Discipline is a more realistic perspective in the parenting technique. Instead of the old “follow what your parents want”, discipline essentially teaches us to work WITH our children.
What do you get from that?
Be more patient
Feel the emotional connection
Desire to be a good example
Once you practice this, communication will improve. Chances are it’s your child coming up to you and saying, “Mom and Dad, my day was…” instead of you starting the conversation.

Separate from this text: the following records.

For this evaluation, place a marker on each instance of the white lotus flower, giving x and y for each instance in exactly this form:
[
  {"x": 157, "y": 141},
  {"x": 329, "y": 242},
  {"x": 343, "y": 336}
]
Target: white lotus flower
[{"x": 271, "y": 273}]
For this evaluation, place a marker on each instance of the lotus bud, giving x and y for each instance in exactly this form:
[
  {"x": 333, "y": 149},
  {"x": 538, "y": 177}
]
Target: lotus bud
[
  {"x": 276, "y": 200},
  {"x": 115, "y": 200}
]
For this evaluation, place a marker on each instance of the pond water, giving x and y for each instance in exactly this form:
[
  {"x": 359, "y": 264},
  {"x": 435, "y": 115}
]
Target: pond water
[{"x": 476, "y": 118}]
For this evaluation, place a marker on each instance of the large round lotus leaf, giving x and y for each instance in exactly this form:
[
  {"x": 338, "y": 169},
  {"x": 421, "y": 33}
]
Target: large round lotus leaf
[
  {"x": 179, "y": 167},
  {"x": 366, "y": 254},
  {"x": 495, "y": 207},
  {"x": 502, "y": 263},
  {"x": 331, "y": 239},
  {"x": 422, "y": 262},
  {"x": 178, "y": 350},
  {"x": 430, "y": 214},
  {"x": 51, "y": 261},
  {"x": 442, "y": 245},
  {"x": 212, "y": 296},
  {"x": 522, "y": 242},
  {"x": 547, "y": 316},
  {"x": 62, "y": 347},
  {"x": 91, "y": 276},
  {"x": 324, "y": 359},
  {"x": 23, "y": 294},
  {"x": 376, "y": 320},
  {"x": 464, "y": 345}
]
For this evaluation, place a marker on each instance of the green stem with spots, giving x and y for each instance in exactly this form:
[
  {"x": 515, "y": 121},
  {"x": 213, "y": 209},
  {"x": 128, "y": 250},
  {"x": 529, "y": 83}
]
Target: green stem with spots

Sometimes, however, the only thing your child wants is quality time. There are times when we are busy with our lives – we have to finish the paperwork at home, cook a meal or go to bed.
Yes, you try to converse but it’s just something casual, “how’s your day? What did you do in school?”.
Other times, your child reaches out but you don’t notice. Ask your child this question: “Why don’t you listen to me?” Chances are you’re here, “Because you don’t”. How is it possible ?
There are times when we say, “Okay, yes, I’m listening” while you’re doing a task. What your child really wants is for you to stop what you’re doing, watch him, and show interest.
How would you react if you’re speaking in an important meeting and the president is busy texting on his phone? Won’t you feel disappointed and offended? You were so excited to say your speech, but all you get is a half-hearted acknowledgment.
Well, that’s how your child feels when you choose to do something while he’s talking. Your child would feel that he is not appreciated enough by his own parents.
Three questions to ask…
As parents, we tend to use an authoritative tone. It’s the same expression as “Hear me roar and be scared”. Why do we resort to something we wouldn’t want to experience? To speak in a way that will offend us?
The three simple questions will be enough to help you realize yourself. Am I doing the right thing for my child? What should I improve?
What is the reason for my child’s behavior?
Before you start lecturing or disciplining your child, get to the root of the problem. What causes this behavior? Why did your child shut up? Sometimes the answer is visible but we just need a nudge to become aware of it.
How does my child feel?
Children are human beings, when you scream they tend to hide in a cocoon. Before you burst into anger, try to put yourself in your child’s shoes and ask yourself how you would feel if you were the recipient.
What is the effect of this technique?
Punishment creates destructive behavior, spoiling your child creates a dependent individual. But discipline makes a child mature and emotionally stable.
Sometimes all your child needs is an ear to listen, hugs and kisses to comfort them, and the knowledge that home is where you can be “you”.